## Getting Code and Preparing Executable Programs

Getting the GitHub Codebase

In [None]:
!wget https://github.com/yanlab19870714/Tthinker/archive/main.zip #download
!unzip main.zip # decompress
!rm main.zip # now that "Tthinker-main" folder is available, remove zip file 

Compiling the programs

In [None]:
!cd Tthinker-main/app_qc && make clean && make # program: run
!cd Tthinker-main/maximal_check && make clean && make # program: quasiCliques
!cd Tthinker-main/app_kernel && make clean && make # program: run

## Preparing the Test Dataset: Arxiv GR-QC

The dataset is an arXiv collaboration network.
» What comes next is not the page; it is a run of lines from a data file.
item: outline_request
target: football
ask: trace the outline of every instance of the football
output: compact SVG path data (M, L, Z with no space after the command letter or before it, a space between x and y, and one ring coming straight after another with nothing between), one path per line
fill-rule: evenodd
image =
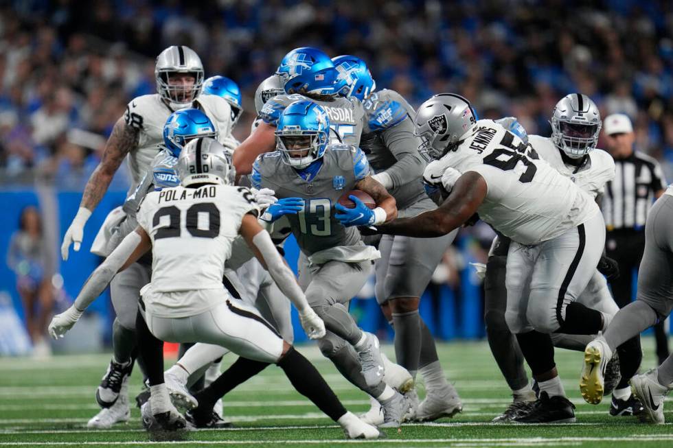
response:
M354 209L355 202L350 200L348 196L354 196L363 202L365 203L367 207L370 209L374 209L376 208L376 201L374 200L374 198L370 196L369 193L365 193L362 190L351 190L350 191L346 191L341 197L339 198L339 203L345 207L347 209Z

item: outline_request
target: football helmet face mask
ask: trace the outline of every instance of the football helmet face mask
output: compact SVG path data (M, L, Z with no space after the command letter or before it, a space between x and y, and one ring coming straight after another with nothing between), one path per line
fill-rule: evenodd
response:
M227 150L212 137L198 137L187 143L175 171L183 187L201 183L228 185L231 181Z
M549 123L551 141L569 157L584 157L598 143L600 112L586 95L571 93L562 98L554 107Z
M224 98L231 106L231 127L236 126L243 113L243 102L238 84L226 76L211 76L203 82L203 95Z
M198 109L174 112L163 125L163 143L174 157L180 155L185 145L196 137L217 138L215 126Z
M171 77L180 73L194 77L194 84L172 84ZM203 64L198 55L189 47L173 45L157 56L155 79L157 93L172 108L179 110L187 108L201 93Z
M295 101L283 111L275 131L283 161L306 168L325 154L330 141L330 119L318 104Z
M418 152L428 161L442 158L478 119L470 102L459 95L435 95L420 105L413 120L413 133L423 141Z
M317 48L292 50L280 62L276 74L283 78L286 93L306 89L308 93L334 95L336 69L330 56Z
M336 68L334 91L342 97L355 97L360 101L369 96L376 83L365 61L356 56L343 55L332 58Z

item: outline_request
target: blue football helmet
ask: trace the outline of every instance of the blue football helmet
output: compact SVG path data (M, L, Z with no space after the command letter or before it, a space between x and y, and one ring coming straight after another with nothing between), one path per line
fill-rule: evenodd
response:
M275 134L284 161L295 168L306 168L325 154L330 141L330 119L316 103L295 101L278 119ZM297 144L307 146L297 148Z
M330 56L317 48L295 48L280 61L276 74L284 80L286 93L298 93L306 89L308 93L334 95L336 69Z
M203 95L216 95L231 106L231 126L236 124L243 112L243 101L238 84L225 76L211 76L203 82Z
M360 101L376 89L372 73L362 59L350 55L332 58L336 67L334 91L342 97L355 97Z
M174 112L163 125L163 143L174 157L179 156L185 145L196 137L217 139L213 122L198 109Z

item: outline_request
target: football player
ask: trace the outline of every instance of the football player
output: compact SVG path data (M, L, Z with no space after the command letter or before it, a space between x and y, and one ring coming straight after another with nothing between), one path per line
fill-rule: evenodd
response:
M426 172L453 167L462 174L452 180L453 191L437 209L396 220L378 231L434 237L478 213L510 237L505 319L540 390L534 408L516 421L574 421L574 405L565 397L549 335L595 334L606 323L602 313L576 301L605 241L597 205L502 125L477 121L459 95L437 95L422 104L415 129L424 141L422 152L437 159Z
M271 189L279 198L262 219L273 222L286 215L290 222L301 249L299 284L328 329L318 341L321 351L349 381L381 403L383 425L398 426L407 400L383 382L378 340L360 329L347 309L379 253L363 243L356 228L345 226L393 218L395 199L372 179L361 150L330 145L329 134L329 117L320 105L304 99L291 103L278 119L278 150L255 162L253 186ZM353 188L369 193L377 207L370 210L352 196L354 209L336 203Z
M251 364L277 364L297 391L339 423L349 438L378 438L376 428L346 411L305 357L254 308L236 303L223 285L225 261L240 235L297 307L309 337L325 334L322 320L258 222L258 206L252 193L229 185L225 148L213 139L197 139L183 150L176 169L181 185L146 196L135 231L94 271L75 303L54 317L51 334L62 336L117 271L152 249L152 282L143 288L137 325L141 342L152 345L150 351L141 345L148 357L151 390L141 410L146 427L186 427L163 384L162 340L203 341L230 349Z
M363 103L365 119L360 147L376 172L372 178L395 198L398 216L435 209L418 181L427 163L418 154L421 141L413 134L415 111L394 91L375 91L372 73L359 58L346 55L332 61L339 73L334 87L337 93ZM376 264L376 300L395 329L397 362L413 378L420 370L425 380L427 394L420 406L415 392L409 394L414 408L418 407L415 417L422 421L451 416L462 406L444 375L435 340L418 314L420 296L457 231L430 239L387 235L378 244L381 258ZM387 370L385 375L388 382ZM365 421L383 418L380 409L372 399Z
M363 126L362 104L354 97L336 95L337 72L330 57L317 48L304 47L288 53L276 74L283 82L285 95L269 99L260 111L262 123L236 148L233 164L238 176L252 170L255 158L276 147L276 125L283 110L299 99L320 104L330 118L330 141L357 146ZM264 83L263 83L264 84Z

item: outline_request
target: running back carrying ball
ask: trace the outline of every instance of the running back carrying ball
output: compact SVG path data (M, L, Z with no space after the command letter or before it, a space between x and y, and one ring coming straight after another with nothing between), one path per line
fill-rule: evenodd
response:
M363 191L362 190L351 190L350 191L346 191L341 197L339 198L339 203L345 207L347 209L354 209L355 202L350 200L348 197L350 196L354 196L363 202L365 203L370 210L374 210L376 208L376 202L374 200L374 198L370 196L369 193Z

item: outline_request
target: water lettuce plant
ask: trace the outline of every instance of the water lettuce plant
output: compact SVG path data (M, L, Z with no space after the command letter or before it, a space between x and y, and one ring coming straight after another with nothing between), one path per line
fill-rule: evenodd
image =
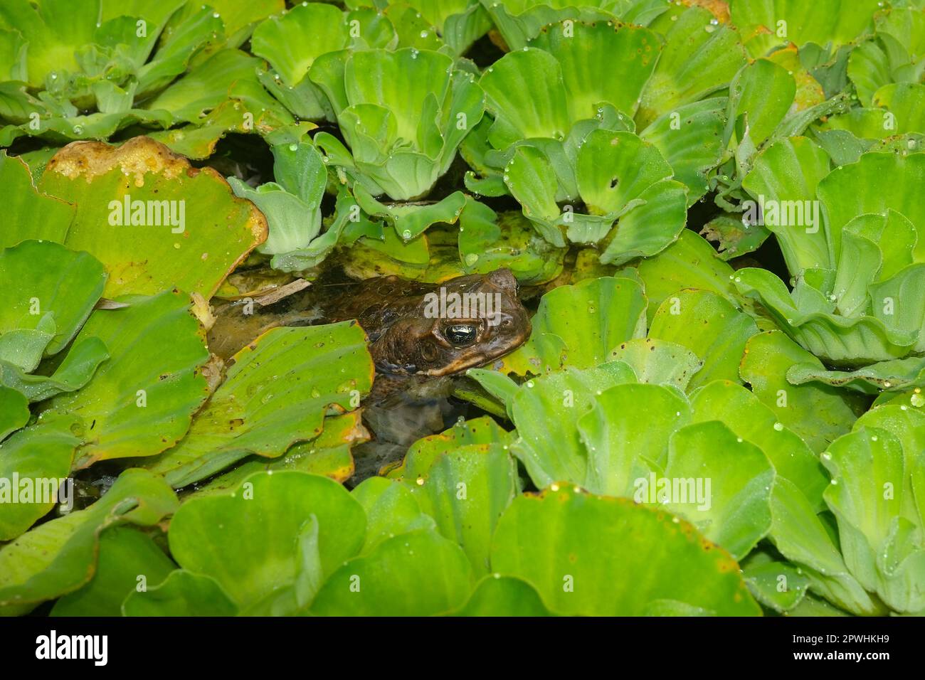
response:
M6 0L0 614L922 614L920 5Z

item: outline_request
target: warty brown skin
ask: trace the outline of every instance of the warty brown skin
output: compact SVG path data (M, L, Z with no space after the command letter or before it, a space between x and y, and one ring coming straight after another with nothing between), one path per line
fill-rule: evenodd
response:
M482 300L497 294L492 302L500 304L490 319L484 304L470 309L475 315L433 317L433 296L439 296L441 288L449 299L452 293L479 293ZM439 377L460 373L512 352L530 336L529 314L517 298L517 280L509 269L443 283L420 283L394 276L368 278L326 312L332 321L359 321L380 374Z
More details can be found here: https://snap.stanford.edu/data/ca-GrQc.html

In [None]:
!wget https://snap.stanford.edu/data/ca-GrQc.txt.gz

Decompress (unzip) the dataset

In [None]:
!gunzip ca-GrQc.txt.gz # this will give you the file "ca-GrQc.txt"

Take a look at the file

In [None]:
!head ca-GrQc.txt

The first 4 lines are metadata, remove them so that we get an edge list

In [None]:
!sed -i'.original' -e '1,4d' ca-GrQc.txt

In [None]:
!head ca-GrQc.txt

In [None]:
!rm ca-GrQc.txt.original

Convert the edge format to adjacent list format

In [None]:
!python3 Tthinker-main/demo/edge2adj.py ca-GrQc.txt # this generates file ca-GrQc.txt_adj

In [None]:
!head ca-GrQc.txt_adj # vertex_ID  adjacency_list_length \t neigbhor1ID  neigbhor2ID  ...

The quasi-clique input format should be one vertex per line, and each line only needs the vertex IDs in the adjacency list.

Right now the vertices have been sorted by ID, however, there are some missing vertices like 15 and 23 which we need to insert empty lines.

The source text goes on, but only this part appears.